Libyan premier Fayez al Sarraj suspended Interior Minister Fathi Bashagha over his statements and orders amid protests over poor public services and living conditions.
The head of Libya's internationally recognised government has suspended the country's powerful interior minister from his duties, saying his handling of street protests and a violent crackdown against them would be investigated.
The move coincides with reports of growing friction between Fayez al Sarraj, Prime Minister of Government of National Accord (GNA), and Interior Minister Fathi Bashagha, an influential figure from the port city and military power base of Misrata.
Bashagha, who was nominated in 2018, played a central role during a 14-month offensive on Tripoli by warlord Khalifa Haftar's militas that the GNA repelled in June with the support from Turkey.
READ MORE: Libyan PM begins cabinet reshuffle amid protests
A decree issued by Sarraj said Bashagha would be investigated by the GNA leadership within 72 hours, and his duties would be assumed by a deputy minister, Khalid Ahmad Mazen.
"An investigation has been opened against the Interior Minister regarding his statements, orders and ensuring the necessary protection of the demonstrators in Tripoli and some other cities," the statement said.
A separate decree assigned a regional force headed by Osama Jweili, a commander from another militarily powerful city, Zintan, to help ensure security in Tripoli.
In a statement, Bashagha expressed readiness for an investigation, but said it should be televised to ensure transparency.
Since Sunday protests over worsening living conditions and corruption have escalated in Tripoli. Armed men have used gunfire to disperse demonstrators, and Serraj has imposed a 24-hour curfew for four days to counter the new coronavirus, a move seen by critics as a tactic for curbing the protests.
The interior ministry under Bashagha said it was ready to protect peaceful protesters from armed groups.

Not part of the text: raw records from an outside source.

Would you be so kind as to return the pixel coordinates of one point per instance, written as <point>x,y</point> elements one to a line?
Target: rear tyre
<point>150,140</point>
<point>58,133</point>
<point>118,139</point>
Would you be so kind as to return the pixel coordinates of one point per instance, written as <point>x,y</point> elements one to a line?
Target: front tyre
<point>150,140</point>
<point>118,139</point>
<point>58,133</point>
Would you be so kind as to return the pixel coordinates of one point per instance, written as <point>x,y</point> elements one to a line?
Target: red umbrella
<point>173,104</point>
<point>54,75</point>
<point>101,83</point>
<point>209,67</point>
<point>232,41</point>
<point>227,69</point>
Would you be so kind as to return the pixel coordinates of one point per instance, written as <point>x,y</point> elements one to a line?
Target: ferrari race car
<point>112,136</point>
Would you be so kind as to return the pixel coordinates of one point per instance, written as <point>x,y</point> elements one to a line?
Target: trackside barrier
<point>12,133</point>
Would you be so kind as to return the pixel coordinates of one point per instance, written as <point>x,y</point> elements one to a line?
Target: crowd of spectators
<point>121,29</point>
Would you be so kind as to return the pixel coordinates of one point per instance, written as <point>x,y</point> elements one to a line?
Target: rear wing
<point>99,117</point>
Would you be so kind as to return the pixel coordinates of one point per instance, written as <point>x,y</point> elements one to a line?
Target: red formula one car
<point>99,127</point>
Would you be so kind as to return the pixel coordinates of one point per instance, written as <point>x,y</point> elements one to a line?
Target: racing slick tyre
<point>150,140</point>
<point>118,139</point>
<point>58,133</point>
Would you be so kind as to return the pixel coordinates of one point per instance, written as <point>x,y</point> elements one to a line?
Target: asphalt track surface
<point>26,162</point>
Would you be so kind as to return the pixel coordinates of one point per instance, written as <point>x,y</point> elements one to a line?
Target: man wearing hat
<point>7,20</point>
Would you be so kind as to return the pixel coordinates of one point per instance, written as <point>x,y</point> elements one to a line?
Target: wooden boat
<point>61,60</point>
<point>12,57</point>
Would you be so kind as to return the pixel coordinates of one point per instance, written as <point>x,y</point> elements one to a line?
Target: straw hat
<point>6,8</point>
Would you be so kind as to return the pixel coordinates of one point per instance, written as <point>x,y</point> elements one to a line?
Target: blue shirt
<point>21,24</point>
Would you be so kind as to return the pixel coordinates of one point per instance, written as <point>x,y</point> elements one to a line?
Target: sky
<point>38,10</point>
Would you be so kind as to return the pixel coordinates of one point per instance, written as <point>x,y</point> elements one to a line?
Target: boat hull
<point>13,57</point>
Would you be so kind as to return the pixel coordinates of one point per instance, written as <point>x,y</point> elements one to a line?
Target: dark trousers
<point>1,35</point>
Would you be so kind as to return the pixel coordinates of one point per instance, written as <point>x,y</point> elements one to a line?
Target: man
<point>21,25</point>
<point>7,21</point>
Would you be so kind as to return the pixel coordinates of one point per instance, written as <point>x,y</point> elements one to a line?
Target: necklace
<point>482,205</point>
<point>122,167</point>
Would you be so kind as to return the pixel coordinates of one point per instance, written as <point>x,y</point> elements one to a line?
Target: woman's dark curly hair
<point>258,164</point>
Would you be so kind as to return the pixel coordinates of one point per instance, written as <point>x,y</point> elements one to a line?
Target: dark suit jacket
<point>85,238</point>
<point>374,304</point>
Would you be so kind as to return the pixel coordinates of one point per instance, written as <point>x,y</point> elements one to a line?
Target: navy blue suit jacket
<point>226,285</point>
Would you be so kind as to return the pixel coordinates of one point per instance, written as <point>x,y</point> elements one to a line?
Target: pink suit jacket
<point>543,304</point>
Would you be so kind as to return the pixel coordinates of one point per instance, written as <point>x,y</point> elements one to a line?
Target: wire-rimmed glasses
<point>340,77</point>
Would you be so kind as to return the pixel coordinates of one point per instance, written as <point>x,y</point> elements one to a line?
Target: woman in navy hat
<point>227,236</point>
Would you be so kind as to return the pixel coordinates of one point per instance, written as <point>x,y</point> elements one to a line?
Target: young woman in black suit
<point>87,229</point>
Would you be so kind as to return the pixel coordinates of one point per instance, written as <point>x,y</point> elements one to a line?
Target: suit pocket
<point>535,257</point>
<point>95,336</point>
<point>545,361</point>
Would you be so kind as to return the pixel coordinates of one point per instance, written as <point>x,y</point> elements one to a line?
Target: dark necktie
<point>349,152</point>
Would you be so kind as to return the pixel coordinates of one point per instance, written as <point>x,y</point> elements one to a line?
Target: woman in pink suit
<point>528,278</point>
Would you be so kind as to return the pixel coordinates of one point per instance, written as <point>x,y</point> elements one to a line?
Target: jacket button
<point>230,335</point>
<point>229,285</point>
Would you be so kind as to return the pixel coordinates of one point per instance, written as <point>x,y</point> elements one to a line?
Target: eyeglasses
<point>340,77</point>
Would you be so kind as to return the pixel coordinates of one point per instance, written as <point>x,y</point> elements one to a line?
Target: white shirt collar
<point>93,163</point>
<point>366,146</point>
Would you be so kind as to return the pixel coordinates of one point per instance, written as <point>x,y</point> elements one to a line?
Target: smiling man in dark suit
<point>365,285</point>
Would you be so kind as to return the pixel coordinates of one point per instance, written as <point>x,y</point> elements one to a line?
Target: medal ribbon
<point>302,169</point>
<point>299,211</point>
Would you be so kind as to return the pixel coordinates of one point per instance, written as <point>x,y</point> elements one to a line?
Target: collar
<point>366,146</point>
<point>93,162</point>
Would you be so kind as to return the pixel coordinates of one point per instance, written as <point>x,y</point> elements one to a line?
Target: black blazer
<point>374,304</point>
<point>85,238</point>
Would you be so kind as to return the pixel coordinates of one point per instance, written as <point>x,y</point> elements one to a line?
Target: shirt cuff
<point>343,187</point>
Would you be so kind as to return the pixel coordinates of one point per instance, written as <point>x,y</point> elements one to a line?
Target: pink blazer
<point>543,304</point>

READ MORE: Pro-Haftar militias violate Libya ceasefire
Surge in Covid-19 cases
Libya has seen a surge in coronavirus infections in recent weeks, with most of the cases in the country’s west.
So far, authorities have reported more than 12,629 cases, including 226 deaths, though the actual numbers are thought to be far higher, in part due to limited testing.
The pandemic has worsened the economic situation for many in the oil-rich country, already torn by years of conflict.
Oil-rich Libya was plunged into chaos when a NATO-backed uprising in 2011 toppled longtime dictator Muammar Gaddafi, who was later killed.
Libya has since been in chaos with rival political and armed groups battling for control.